Two of the Western myths about the dangers of the pursuit of knowledge are readily apparent in the novel: the Monster’s reading of Milton’s Paradise Lost takes us to the Genesis myth and the punishment of man for defying God’s prohibition against eating from the Tree of Knowledge; and the subtitle of the novel, “The Modern Prometheus,” and the many uses of Promethean “fire” in the text remind us that Prometheus was punished for stealing fire or knowledge from Zeus and giving it
to man. The third myth did not become explicit in the novel until Mary Shelley revised her text for the 1831 edition and alluded to Plato’s Symposium, specifically to Aristophanes’ myth about primal, multilimbed, and globular man seeking to dethrone the gods on Mount Olympus. In that revision, Mary Shelley changed Frankenstein’s very general phrase in the 1818 edition about friendship with Henry Clerval (“I agree with you . . . in believing that friendship is not only a desirable, but a possible acquisition”) to a much more specific judgment about human nature (“I agree with you, . . . we are unfashioned creatures, but half made up, if one wiser, better, dearer than ourselves—such a friend ought to be—do not lend his aid to perfectionate our weak and faulty natures”).

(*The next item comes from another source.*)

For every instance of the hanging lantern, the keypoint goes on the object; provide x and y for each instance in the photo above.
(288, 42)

That reference to the “half made up” creatures comes from the debate about the nature of Love in Plato’s Symposium, in which various men at a banquet treat the subject in a series of speeches. Although Socrates will eventually win the debate (with the help of Diotima) by explaining that Love is a child of Penury and Plenty, Aristophanes offers the most elaborate and entertaining explanation: that Love is the desire to make whole and entire what once was whole and entire. In a variation of the Adam and Eve myth, primal man (distributed through three “sexes”: male, female, and androgynous), who was globular (and could presumably roll part of the way up Mount Olympus) and four limbed, had the ability to ascend to the heavens and challenge the gods. “Angered by man’s presumption or pride, the gods split each of the three sexes down the middle into separate halves so that they might never again have the ability to enter the precincts of the gods.” Love, Aristophanes explains, is the desire for self to reunite with its second self, its other half. Although Mary Shelley may not have known or remembered this myth prior to publishing the first edition in 1818, she certainly knew it by July 1818 when she transcribed Percy Bysshe Shelley’s translation of the Symposium.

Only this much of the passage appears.